Is it possible to make a different color of caret for the foreign languages than english? For example, default color for english (and coding) and when we change language to another one then caret change their color too. I think this is the best indicator of language when typing, which is lacking in the system. But since this is not in the system, it may be possible in our favorite editor?
Color of caret as language indicator
First, sorry for my bad English.
I mean, for example in my case, that would be great to have a different color of the caret for english and russian.
Other users can have second language in the system, for example — german, chinese, polish, does not matter. That is, when you have english selected, then the default color of caret. And when you selected is not english, the other color of caret.

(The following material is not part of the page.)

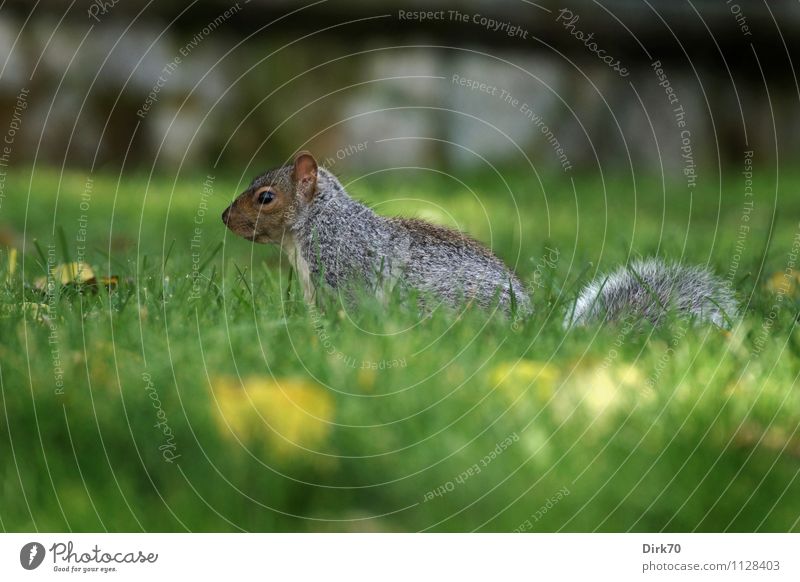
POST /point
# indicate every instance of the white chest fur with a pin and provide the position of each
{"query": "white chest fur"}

It is very clear and comfortable when you type and constantly switch from one language to another.
Good night!
PS: One of my friends already half a year living in Australia
Returning to the topic. This is just an indicator. Just to reduce the frequent errors when you forget to switch the language back and start typing abracadabra in a different layout.
And I badly explain what I want to say because I speak bad English
[quote=“sublimator”]Ideally, you’d just swap layout/language with same key as before as it is an ingrained habit yeah?
It’s a matter of having Sublime know
somehow when you changed layout.
If it’s stored in the registry, which it likely is, maybe you can use _winreg python
module (std lib comes with Sublime) to look in registry for current language.
But how often to poll
the registry so as not to effect performance?[/quote]
It is incomprehensible to me.
Maybe Jon know some magic about?
[quote]It’s the same concept as I think would be good for the snippet fields; a color to
remind you where you are always looking and can easily see it.
The status bar isn’t looked at often enough. It’s probably same reason why Vim
has different cursors for the different modes.[/quote]
+1
It sounds like this should be possible by writing a plugin that periodically calls GetThreadUILanguage to get the current language, and changes the color scheme based on the result.
It may be that there’s too much of a perf hit from changing the color scheme, in which case I can look at providing a finer grained method for changing the cursor color, but try it and see imo.